Post-Election Rise in ‘Right Direction’
Prior to the election, both measures of opinion about the state of the nation had hit record lows: In October, only 7% said they were satisfied with the way things were going, while just 12% said the country was headed in the right direction.2 Since then, both assessments of the state of the nation have shown improvement, but the increase has been far greater in the percentage saying the country is headed in the right direction. By early March, 41% of Americans said the country is headed in the right direction compared with just 20% who said they are satisfied with the way things are going in the nation.
In the last 19 years, the only prior instances when the “right direction” measure significantly surpassed the “satisfaction” measure were in February 1991, near the end of the first Iraq war (by 11 points), in January 1993, around the time of Bill Clinton’s first inauguration (by 18 points) and in the aftermath of the September 11, 2001 terrorist attacks (by 11 points).
Historically, a significant gap in this direction is far less common than the reverse.
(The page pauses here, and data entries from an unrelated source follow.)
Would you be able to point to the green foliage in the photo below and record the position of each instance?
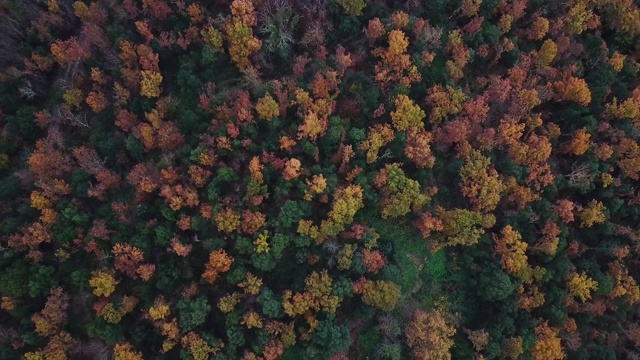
(192, 312)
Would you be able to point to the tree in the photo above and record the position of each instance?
(417, 148)
(547, 346)
(352, 7)
(580, 286)
(579, 144)
(592, 214)
(378, 293)
(512, 251)
(242, 43)
(317, 296)
(573, 89)
(460, 227)
(267, 107)
(430, 336)
(124, 351)
(379, 136)
(400, 195)
(103, 283)
(192, 312)
(227, 220)
(407, 115)
(481, 182)
(219, 262)
(395, 64)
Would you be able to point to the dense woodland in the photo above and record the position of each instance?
(321, 179)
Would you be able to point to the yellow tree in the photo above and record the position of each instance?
(481, 182)
(592, 214)
(379, 293)
(346, 203)
(573, 89)
(407, 114)
(379, 136)
(461, 227)
(547, 345)
(395, 64)
(430, 336)
(219, 262)
(400, 194)
(580, 286)
(512, 251)
(242, 43)
(417, 148)
(267, 107)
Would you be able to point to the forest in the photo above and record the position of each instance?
(319, 179)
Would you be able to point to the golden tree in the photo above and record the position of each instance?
(219, 262)
(573, 89)
(512, 251)
(580, 286)
(395, 64)
(481, 182)
(407, 114)
(547, 346)
(379, 136)
(430, 336)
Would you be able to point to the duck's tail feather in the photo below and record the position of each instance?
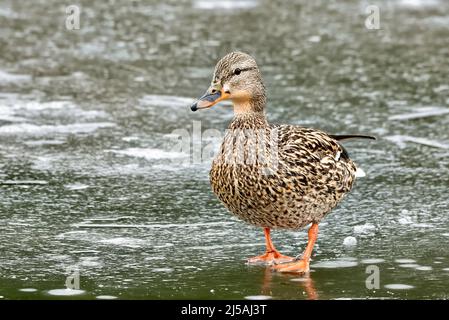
(352, 136)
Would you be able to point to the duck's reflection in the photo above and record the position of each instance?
(304, 281)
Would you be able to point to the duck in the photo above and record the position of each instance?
(273, 176)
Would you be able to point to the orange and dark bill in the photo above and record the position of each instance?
(208, 100)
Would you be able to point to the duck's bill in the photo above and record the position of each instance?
(208, 100)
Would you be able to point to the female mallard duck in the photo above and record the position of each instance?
(273, 176)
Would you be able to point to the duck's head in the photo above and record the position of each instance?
(236, 78)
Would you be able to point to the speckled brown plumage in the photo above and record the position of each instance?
(310, 179)
(273, 176)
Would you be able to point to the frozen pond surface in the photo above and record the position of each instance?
(89, 183)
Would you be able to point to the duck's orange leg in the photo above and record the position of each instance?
(271, 255)
(301, 266)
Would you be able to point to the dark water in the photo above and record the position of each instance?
(91, 184)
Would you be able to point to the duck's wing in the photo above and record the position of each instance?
(310, 143)
(314, 160)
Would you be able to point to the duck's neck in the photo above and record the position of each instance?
(248, 116)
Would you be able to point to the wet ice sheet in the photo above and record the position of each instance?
(179, 241)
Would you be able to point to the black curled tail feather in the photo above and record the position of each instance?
(351, 136)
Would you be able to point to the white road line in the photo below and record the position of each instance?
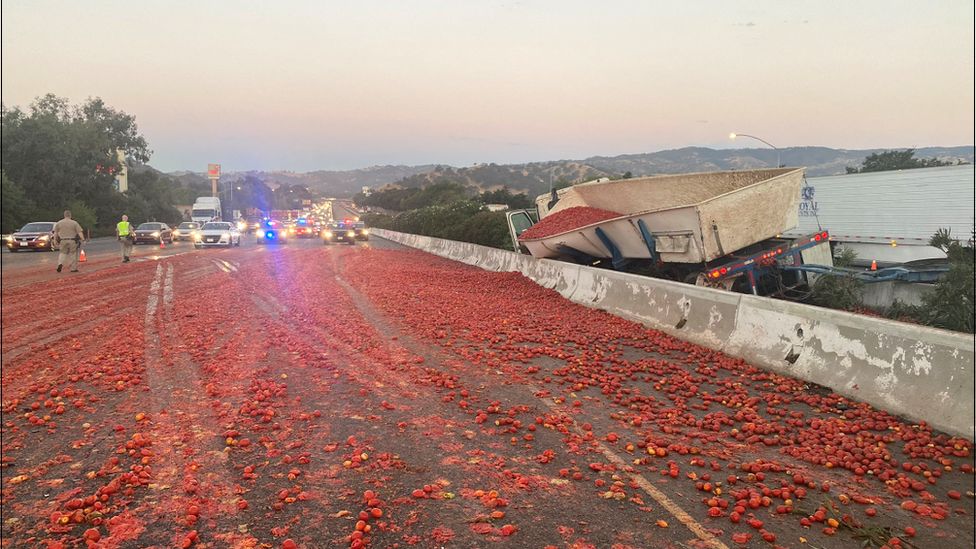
(153, 300)
(702, 533)
(168, 288)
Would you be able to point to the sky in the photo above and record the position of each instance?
(306, 85)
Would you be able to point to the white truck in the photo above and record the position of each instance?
(206, 208)
(719, 229)
(889, 217)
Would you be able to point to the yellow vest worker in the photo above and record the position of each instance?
(123, 230)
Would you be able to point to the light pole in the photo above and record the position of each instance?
(733, 135)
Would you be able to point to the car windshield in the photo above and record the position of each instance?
(37, 228)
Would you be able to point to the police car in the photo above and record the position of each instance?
(339, 231)
(272, 232)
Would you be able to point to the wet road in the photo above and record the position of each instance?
(369, 395)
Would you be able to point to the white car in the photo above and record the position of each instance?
(217, 233)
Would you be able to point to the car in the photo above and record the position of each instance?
(153, 232)
(362, 232)
(272, 232)
(186, 231)
(38, 235)
(303, 229)
(217, 233)
(339, 232)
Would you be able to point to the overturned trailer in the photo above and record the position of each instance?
(718, 229)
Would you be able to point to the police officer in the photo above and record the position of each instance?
(123, 230)
(68, 234)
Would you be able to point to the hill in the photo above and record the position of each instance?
(534, 178)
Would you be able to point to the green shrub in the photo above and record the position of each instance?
(464, 221)
(838, 292)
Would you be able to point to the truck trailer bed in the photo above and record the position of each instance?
(688, 218)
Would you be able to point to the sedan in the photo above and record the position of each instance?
(217, 233)
(186, 231)
(339, 232)
(272, 232)
(32, 236)
(149, 233)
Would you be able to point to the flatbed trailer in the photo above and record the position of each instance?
(719, 229)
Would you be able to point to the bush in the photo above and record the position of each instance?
(464, 221)
(950, 304)
(838, 292)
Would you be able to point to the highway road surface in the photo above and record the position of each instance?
(374, 396)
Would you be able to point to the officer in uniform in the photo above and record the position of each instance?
(123, 230)
(68, 234)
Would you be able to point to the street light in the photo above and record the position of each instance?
(733, 135)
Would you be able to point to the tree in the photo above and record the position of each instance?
(505, 196)
(58, 153)
(896, 160)
(951, 302)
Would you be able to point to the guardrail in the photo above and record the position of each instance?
(925, 374)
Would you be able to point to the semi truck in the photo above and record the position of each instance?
(718, 229)
(206, 208)
(888, 217)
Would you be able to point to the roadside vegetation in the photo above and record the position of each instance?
(445, 209)
(56, 155)
(949, 304)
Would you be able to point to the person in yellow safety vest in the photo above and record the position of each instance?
(123, 230)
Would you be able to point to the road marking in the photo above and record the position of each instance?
(168, 288)
(153, 300)
(663, 500)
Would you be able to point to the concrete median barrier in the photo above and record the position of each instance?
(921, 373)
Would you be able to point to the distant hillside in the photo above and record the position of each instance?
(817, 160)
(534, 178)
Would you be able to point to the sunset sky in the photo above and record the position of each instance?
(339, 85)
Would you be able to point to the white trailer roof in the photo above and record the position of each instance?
(907, 206)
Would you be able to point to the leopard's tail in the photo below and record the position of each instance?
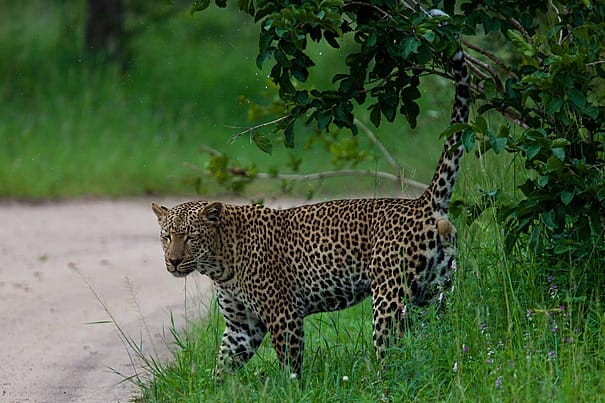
(441, 187)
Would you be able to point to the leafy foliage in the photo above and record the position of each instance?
(549, 82)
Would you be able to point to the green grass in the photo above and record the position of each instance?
(510, 332)
(70, 129)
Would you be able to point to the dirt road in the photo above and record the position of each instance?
(51, 349)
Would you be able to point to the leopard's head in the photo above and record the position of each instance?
(189, 235)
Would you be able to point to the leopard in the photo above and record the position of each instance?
(271, 268)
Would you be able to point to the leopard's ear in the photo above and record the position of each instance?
(160, 211)
(212, 212)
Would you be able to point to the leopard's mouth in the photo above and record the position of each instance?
(180, 271)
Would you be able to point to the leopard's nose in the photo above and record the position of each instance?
(175, 262)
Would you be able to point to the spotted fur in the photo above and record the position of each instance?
(271, 268)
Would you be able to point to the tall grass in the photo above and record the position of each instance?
(510, 332)
(70, 128)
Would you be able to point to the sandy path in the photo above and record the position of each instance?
(48, 352)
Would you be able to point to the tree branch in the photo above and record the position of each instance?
(253, 128)
(387, 155)
(343, 172)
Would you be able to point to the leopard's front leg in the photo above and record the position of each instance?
(287, 336)
(244, 333)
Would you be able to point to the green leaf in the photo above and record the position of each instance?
(263, 142)
(559, 153)
(468, 140)
(199, 5)
(567, 196)
(576, 96)
(554, 106)
(375, 114)
(408, 46)
(532, 151)
(497, 143)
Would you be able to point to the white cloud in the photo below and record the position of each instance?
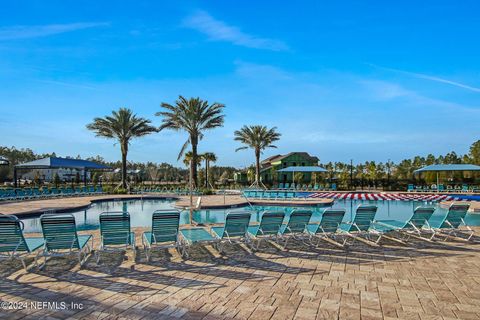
(24, 32)
(218, 30)
(431, 78)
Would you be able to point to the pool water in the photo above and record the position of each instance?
(141, 212)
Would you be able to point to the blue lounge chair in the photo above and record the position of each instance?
(296, 226)
(61, 238)
(328, 227)
(13, 244)
(234, 230)
(269, 227)
(164, 233)
(290, 195)
(115, 233)
(361, 224)
(417, 226)
(453, 221)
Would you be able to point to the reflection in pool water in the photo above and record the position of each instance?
(141, 212)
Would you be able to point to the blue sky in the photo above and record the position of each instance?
(361, 80)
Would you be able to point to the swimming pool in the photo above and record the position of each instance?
(141, 212)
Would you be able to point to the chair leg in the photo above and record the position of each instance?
(23, 263)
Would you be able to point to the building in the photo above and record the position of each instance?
(269, 167)
(48, 175)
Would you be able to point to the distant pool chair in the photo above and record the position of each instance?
(453, 221)
(164, 233)
(233, 231)
(328, 227)
(61, 238)
(417, 226)
(361, 224)
(13, 244)
(296, 227)
(269, 228)
(115, 233)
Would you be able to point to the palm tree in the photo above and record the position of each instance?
(258, 138)
(208, 157)
(122, 125)
(193, 116)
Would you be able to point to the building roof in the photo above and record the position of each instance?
(53, 162)
(449, 167)
(280, 157)
(303, 169)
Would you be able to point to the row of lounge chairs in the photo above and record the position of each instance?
(441, 188)
(272, 195)
(166, 190)
(43, 193)
(60, 235)
(304, 187)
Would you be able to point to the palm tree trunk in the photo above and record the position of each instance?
(124, 169)
(206, 173)
(194, 161)
(257, 166)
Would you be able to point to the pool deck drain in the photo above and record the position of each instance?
(419, 281)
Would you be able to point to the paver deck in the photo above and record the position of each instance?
(418, 281)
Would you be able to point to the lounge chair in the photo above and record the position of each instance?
(328, 227)
(269, 227)
(362, 221)
(234, 230)
(164, 233)
(296, 226)
(13, 244)
(453, 221)
(417, 226)
(61, 238)
(115, 233)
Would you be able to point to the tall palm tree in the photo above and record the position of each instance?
(122, 125)
(208, 157)
(258, 138)
(193, 116)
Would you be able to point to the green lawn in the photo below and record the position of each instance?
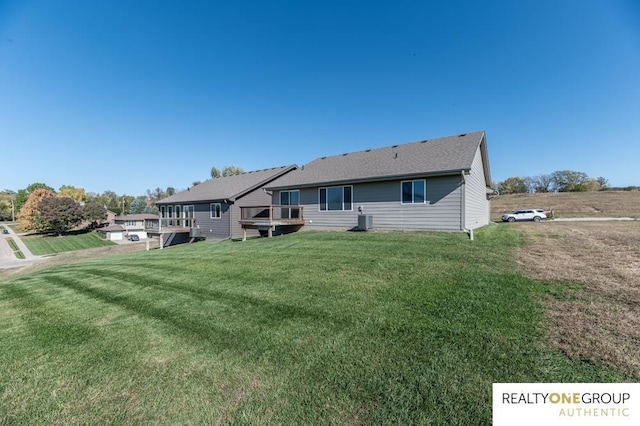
(51, 244)
(309, 328)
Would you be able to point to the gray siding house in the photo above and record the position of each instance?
(436, 184)
(213, 207)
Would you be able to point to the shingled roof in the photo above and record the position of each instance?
(227, 187)
(451, 154)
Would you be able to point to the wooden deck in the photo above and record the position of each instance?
(181, 229)
(266, 218)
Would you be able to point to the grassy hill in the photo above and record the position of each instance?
(572, 204)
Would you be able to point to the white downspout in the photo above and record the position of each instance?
(464, 207)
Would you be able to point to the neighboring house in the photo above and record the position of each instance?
(213, 207)
(436, 184)
(112, 232)
(137, 224)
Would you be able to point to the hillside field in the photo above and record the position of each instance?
(572, 204)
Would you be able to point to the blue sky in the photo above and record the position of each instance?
(133, 95)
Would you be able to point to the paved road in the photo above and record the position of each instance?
(7, 258)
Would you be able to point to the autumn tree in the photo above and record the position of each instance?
(110, 199)
(138, 205)
(569, 181)
(59, 214)
(23, 194)
(512, 185)
(6, 204)
(27, 218)
(226, 171)
(77, 194)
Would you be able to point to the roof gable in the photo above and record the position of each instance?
(435, 156)
(227, 187)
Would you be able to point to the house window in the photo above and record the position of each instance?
(216, 210)
(290, 198)
(414, 191)
(335, 198)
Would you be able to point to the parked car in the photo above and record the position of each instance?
(535, 215)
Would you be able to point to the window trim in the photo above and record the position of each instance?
(413, 192)
(212, 210)
(324, 206)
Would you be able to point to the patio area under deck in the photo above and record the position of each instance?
(175, 230)
(267, 218)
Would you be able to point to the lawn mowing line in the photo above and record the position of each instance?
(274, 312)
(44, 325)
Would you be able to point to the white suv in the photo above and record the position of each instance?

In the second half of 1991, as the economy deteroriated, the percentage saying they were satisfied with national conditions significantly outpaced the percentage saying the country was headed in the right direction. In the final years of the Clinton administration (March 1998 through January 2001), a period marked by particularly high levels of satisfaction overall, public beliefs that the country was headed in the right direction consistently lagged behind overall satisfaction. This gap was most pronounced in January 1999 in the midst of Clinton’s impeachment trial: At that time, 70% said they were satisfied with the way things were going in the country (among the highest percentages in the 19-year period), while 49% said they felt the country was headed in the right direction.
Partisan Differences Fuel Wider Gap
The unusually large gap between the two measures since the 2008 election is attributable to substantial partisan differences over the right direction/wrong track question.
In early March, 66% of Democrats said that the country is headed in the right direction. That compared with 35% of independents and just 11% of Republicans. The partisan differences were much smaller in views of national satisfaction. Slightly more than a quarter of Democrats (27%) said they were satisfied with the way things are going, compared with 20% of independents and 11% of Republicans.
Since Barack Obama was elected in November, Democrats have become increasingly optimistic about the direction of the country. In October, just 4% of Democrats believed the country was heading in the right direction; by December, more than three-in-ten (32%) were optimistic about the country’s direction. In the first NBC/WSJ poll conducted after Obama’s inauguration, two-thirds of Democrats (66%) said the country was headed in the right direction. Over this five-month period, Democratic levels of satisfaction have also increased, but less so (from a low of 2% in October to 27% in early March).
Republican opinion, by contrast, has followed a different pattern. Satisfaction levels among Republicans in early March were about the same as in October, while fewer now say the country is headed in the right direction (11% compared with 21% in October). Independent assessments of the state of the nation have become more positive on both measures since the election.
1. Polls included here are those NBC/WSJ and Gallup polls concluded within 15 days of one another (this time period was chosen because of both measures’ high sensitivity to short-term events). Gallup has regularly asked a version of the satisfaction measure since 1979, while NBC has asked a version of the “right direction”/”wrong track” question since 1989. Trend points when the two questions do not have comparable dates are not shown.
2. The 2008 NBC/WSJ measure is based on registered voters.